1. Field of the Invention
The present invention relates to a semiconductor device using a low dielectric constant film and a silicon-based composition used for the same, a low dielectric constant film, and a method for producing the low dielectric constant film.
2. Description of the Related Arts
It is important for integration and miniaturization of a semiconductor to reduce the parasitic capacitance that is generated between wirings in multilayer wiring processes of a semiconductor integrated circuit and to reduce the delay of the signal propagation speed (i.e., the wiring delay).
Although the reduction of the signal propagation speed by the parasitic capacitance of an insulating film has been recognized so far, the influence of the wiring delay on the entire device has not been so remarkable in the semiconductor devices of generations in which the wiring gap is larger than 1 μm.
In the case the wiring gap is 1 μm or less, however, the influence on the device speed becomes large. In particular, when a circuit is formed with the wiring gap being 0.5 μm or less as will be expected in near future, the parasitic capacitance between wirings will be affecting the device speed more. Accordingly this will be a big obstacle for the integration and miniaturization of a semiconductor.
In other words, while the reduction of the signal propagation speed depends largely on the wiring resistance and parasitic capacitance between wirings in the multilayer wiring of a semiconductor integrated circuit, higher integration of a device makes the width of a wiring and wiring gap narrower, resulting in increase in the wiring resistance and parasitic capacitance between wirings.
The capacitance of an insulating film can be reduced by making the wiring thickness thinner to reduce the cross-sectional area. However, making the wiring thinner results in larger wiring resistance, and therefore, a higher signal propagation speed cannot be achieved.
Accordingly, it is indispensable for achieving a higher signal propagation speed to make the resistance of a wiring and the dielectric constant of an insulating film lower, and it is expected that they will play very important roles in deciding properties of a device in future.

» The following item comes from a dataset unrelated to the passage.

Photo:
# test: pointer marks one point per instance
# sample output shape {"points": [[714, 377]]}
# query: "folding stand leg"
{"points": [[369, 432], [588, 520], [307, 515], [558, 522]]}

Wiring delay (T) is affected by wiring resistance (R) and capacitance (C) between wirings as shown in Eq. 1.T∝CR  (1)In eq. 1, the relation between ∈ (dielectric constant) and C is expressed by Eq. 1′.C=∈0∈r·S/d  (1′)wherein S is an electrode area; ∈0 is a dielectric constant of the vacuum; ∈r is a relative dielectric constant of an insulating film; and d is a wiring gap.
Therefore, the wiring delay is effectively diminished by making the dielectric constant of the insulating film lower.

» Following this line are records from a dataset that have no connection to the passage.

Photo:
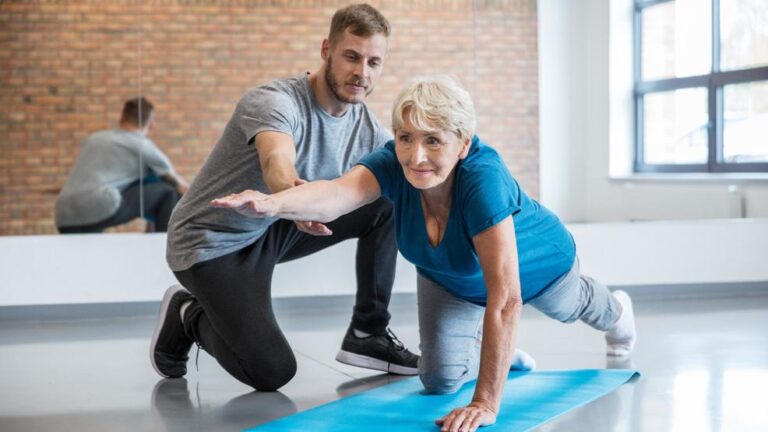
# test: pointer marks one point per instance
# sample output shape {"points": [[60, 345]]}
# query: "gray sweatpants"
{"points": [[451, 329]]}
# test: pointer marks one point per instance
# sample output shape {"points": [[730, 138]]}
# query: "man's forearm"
{"points": [[279, 174], [321, 201]]}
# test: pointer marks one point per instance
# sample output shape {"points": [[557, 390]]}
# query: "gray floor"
{"points": [[704, 364]]}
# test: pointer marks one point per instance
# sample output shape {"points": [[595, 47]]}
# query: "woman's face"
{"points": [[428, 157]]}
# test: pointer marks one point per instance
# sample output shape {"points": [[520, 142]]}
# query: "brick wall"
{"points": [[66, 68]]}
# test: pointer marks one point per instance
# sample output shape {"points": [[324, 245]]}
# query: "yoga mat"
{"points": [[530, 399]]}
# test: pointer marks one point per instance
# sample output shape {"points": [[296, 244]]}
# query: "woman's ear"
{"points": [[465, 148]]}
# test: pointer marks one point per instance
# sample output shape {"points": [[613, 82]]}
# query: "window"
{"points": [[701, 86]]}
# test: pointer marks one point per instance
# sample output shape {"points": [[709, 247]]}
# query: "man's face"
{"points": [[353, 65]]}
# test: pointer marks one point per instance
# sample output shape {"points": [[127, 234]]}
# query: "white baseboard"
{"points": [[115, 268]]}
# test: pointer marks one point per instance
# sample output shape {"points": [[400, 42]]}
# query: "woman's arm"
{"points": [[497, 249], [321, 201]]}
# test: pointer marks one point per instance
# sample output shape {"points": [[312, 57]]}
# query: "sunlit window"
{"points": [[701, 85]]}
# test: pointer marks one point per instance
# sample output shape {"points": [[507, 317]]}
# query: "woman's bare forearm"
{"points": [[497, 350]]}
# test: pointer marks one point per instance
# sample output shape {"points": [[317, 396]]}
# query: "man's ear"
{"points": [[325, 49], [465, 148]]}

Inorganic films such as silicon dioxide (SiO2), silicon nitride (SiN), and phosphate silicate glass (PSG) and organic polymers such as polyimide have been used as insulating materials so far.
However, the dielectric constant of CVD-SiO2 films, which are most frequently used for semiconductor devices, is about 4 or so. Although the dielectric constant of an SiOF film, which is now being calling attentions as a low dielectric constant CVD film, is about 3.3-3.5, it is hygroscopic, so that it has a problem in that the dielectric constant is increased by absorbing water.

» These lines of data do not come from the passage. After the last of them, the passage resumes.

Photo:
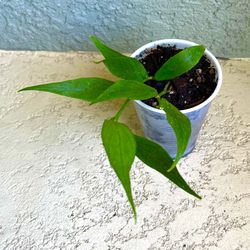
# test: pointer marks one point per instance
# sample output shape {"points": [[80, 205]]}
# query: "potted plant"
{"points": [[158, 74]]}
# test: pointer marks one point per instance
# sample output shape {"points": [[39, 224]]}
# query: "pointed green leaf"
{"points": [[127, 68], [181, 126], [180, 63], [120, 147], [104, 49], [127, 89], [120, 65], [155, 156], [87, 89]]}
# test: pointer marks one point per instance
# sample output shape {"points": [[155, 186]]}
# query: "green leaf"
{"points": [[87, 89], [120, 147], [127, 89], [126, 67], [180, 63], [155, 156], [120, 65], [104, 49], [181, 126]]}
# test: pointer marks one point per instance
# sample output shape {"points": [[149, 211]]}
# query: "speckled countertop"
{"points": [[58, 191]]}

In addition, as a low dielectric constant film, a porous film made of a siloxane resin having SiH bonds is known. However, when a semiconductor device is subjected to washing with an alkaline solution, there is a problem in that highly hygroscopic SiOH groups are formed as a result of hydrolysis, resulting in an increased dielectric constant, together with the problem of mechanical damages on the semiconductor part such as cracks caused by the washing. To solve these problems, a protecting film such as a SiO2 film has been formed conventionally. However, this will make relatively smaller the rate of the low dielectric constant film in a semiconductor device, and accordingly, the effective dielectric constant will be increased when multilayer wirings are formed.
To compare, organic polymer films can be used to have a lower dielectric constant. However, the glass transition temperatures are as low as 200-350° C. and the coefficients of thermal expansion are large, so that the damages to the wiring are problematic.